ZyBorg/1.0 violates robots.txt - Crawler, Spider, and User Agent ID forum at WebmasterWorld - WebmasterWorld

Forum Moderators: open

Message Too Old, No Replies

ZyBorg/1.0 violates robots.txt

came from 216.88.158.142

«
1
2
3

jazzguy

8:50 pm on Jul 27, 2003 (gmt 0)

10+ Year Member

A bot claiming to be ZyBorg/1.0 disobeyed my robots.txt file, and got itself automatically banned (thanks to the Perl scripts posted in the forums). The disallowed file has been in the robots.txt file for over a month and ZyBorg has fetched robots.txt many times since then.

Is 216.88.158.142 a valid IP for the Zyborg bot, or is somebody spoofing Zyborg's U-A? 216.88.158.142 is assigned to:

OrgName: SAVVIS Communications Corporation
OrgID: SAVV
Address: 1 SAVVIS Parkway
City: Town and Country
StateProv: MO
PostalCode: 63017
Country: US
NetRange: 216.88.0.0 - 216.91.255.255
CIDR: 216.88.0.0/14

There is no reverse DNS configured for 216.88.158.142. The complete U-A of the bot was:
"Mozilla/4.0 compatible ZyBorg/1.0 (wn.zyborg@looksmart.net; http: //www.WISEnutbot.com)" (I added the space in the URL to prevent linking).

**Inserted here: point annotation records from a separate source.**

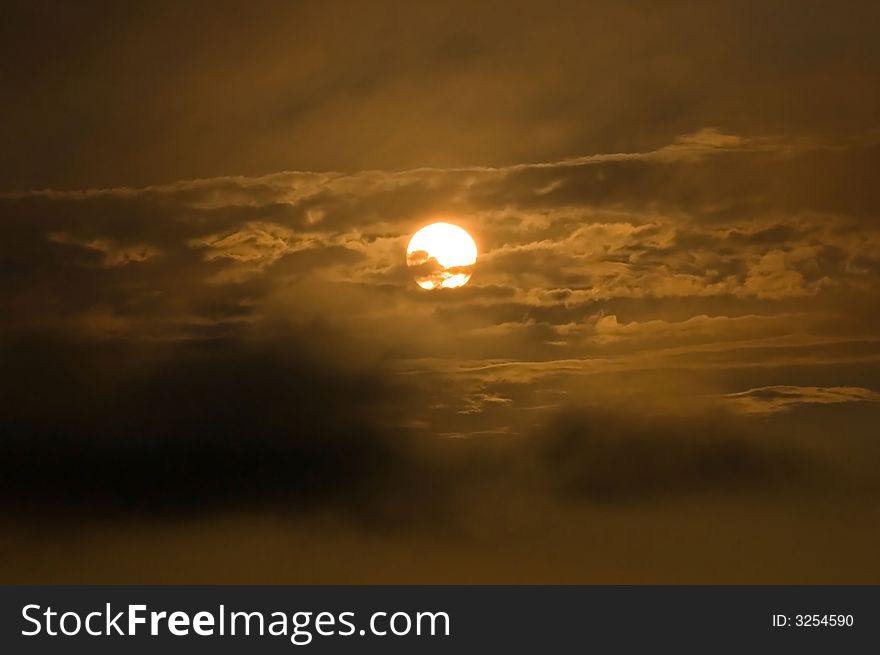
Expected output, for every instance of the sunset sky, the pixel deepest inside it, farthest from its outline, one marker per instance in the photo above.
(217, 366)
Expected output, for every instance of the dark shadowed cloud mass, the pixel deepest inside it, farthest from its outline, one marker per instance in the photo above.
(672, 327)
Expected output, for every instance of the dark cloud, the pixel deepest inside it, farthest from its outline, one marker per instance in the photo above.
(202, 424)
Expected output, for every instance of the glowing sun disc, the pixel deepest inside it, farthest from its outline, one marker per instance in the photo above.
(441, 256)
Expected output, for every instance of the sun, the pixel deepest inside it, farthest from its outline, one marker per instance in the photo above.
(441, 256)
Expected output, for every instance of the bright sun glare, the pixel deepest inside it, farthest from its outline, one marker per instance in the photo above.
(441, 256)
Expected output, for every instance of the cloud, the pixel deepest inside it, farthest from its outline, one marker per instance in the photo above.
(782, 398)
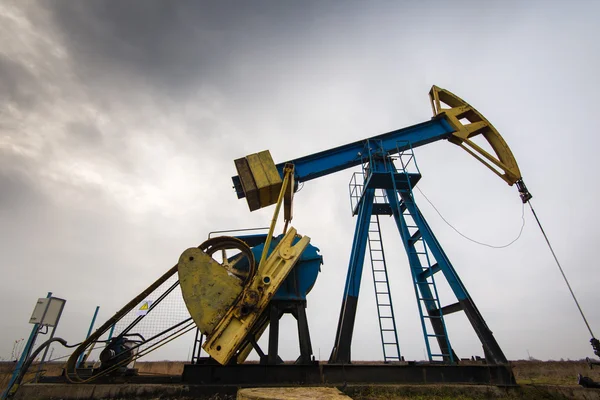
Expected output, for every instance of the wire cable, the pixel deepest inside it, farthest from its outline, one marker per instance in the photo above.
(473, 240)
(561, 270)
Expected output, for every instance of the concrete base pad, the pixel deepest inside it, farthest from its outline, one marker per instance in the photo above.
(56, 391)
(317, 393)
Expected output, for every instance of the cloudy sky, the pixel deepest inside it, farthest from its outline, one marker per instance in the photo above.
(120, 121)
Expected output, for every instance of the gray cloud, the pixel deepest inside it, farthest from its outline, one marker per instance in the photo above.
(119, 124)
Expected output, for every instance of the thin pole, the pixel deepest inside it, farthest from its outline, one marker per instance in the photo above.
(561, 271)
(37, 375)
(24, 356)
(88, 335)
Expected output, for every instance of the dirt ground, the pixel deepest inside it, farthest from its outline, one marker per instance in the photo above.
(534, 377)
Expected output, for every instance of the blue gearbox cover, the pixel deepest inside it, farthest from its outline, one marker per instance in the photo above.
(301, 278)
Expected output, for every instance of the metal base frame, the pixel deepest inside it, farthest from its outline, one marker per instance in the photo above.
(333, 374)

If this is the real ZyBorg bot, I should lift the ban on the IP, right? Isn't Looksmart a desired search engine? If they violate robots.txt, it's going to be a real pain to put in mod_rewrite rules to keep them out of disallowed areas.

GaryK

4:30 pm on Sep 19, 2003 (gmt 0)

WebmasterWorld Senior Member

10+ Year Member

Jim, I know we're discussing two different user agents. However, at least in my case, the DLC ua is checking files that have always been disallowed in robots.txt. To me that suggests at one point the spider did crawl those files. There is obvious evidence in my logs that the spider has visited, and continues to visit, disallowed files.

jeremy goodrich

5:03 pm on Sep 19, 2003 (gmt 0)

WebmasterWorld Senior Member

10+ Year Member

There is no reason - even a 'dead link checking bot' should ignore a robots.txt file. Period.

Doesn't matter if they got the file before or not, they still need to check that it's OK.

After all, it's the traffic that matters to a site, and the content that matters to the search engine. If you don't get the traffic to justify the bandwidth expense of letting a spider in, then by all means, 403 it to someplace else.

warhol

6:20 pm on Sep 19, 2003 (gmt 0)

10+ Year Member

Just another hit'n run for me?

216.88.158.142 - - [18/Sep/2003:16:12:02 -0700] "GET /robots.txt HTTP/1.1" 200 67 "-" "Mozilla/4.0 compatible ZyBorg/1.0 (wn.zyborg@looksmart.net; ht tp://www.WISEnutbot.com)"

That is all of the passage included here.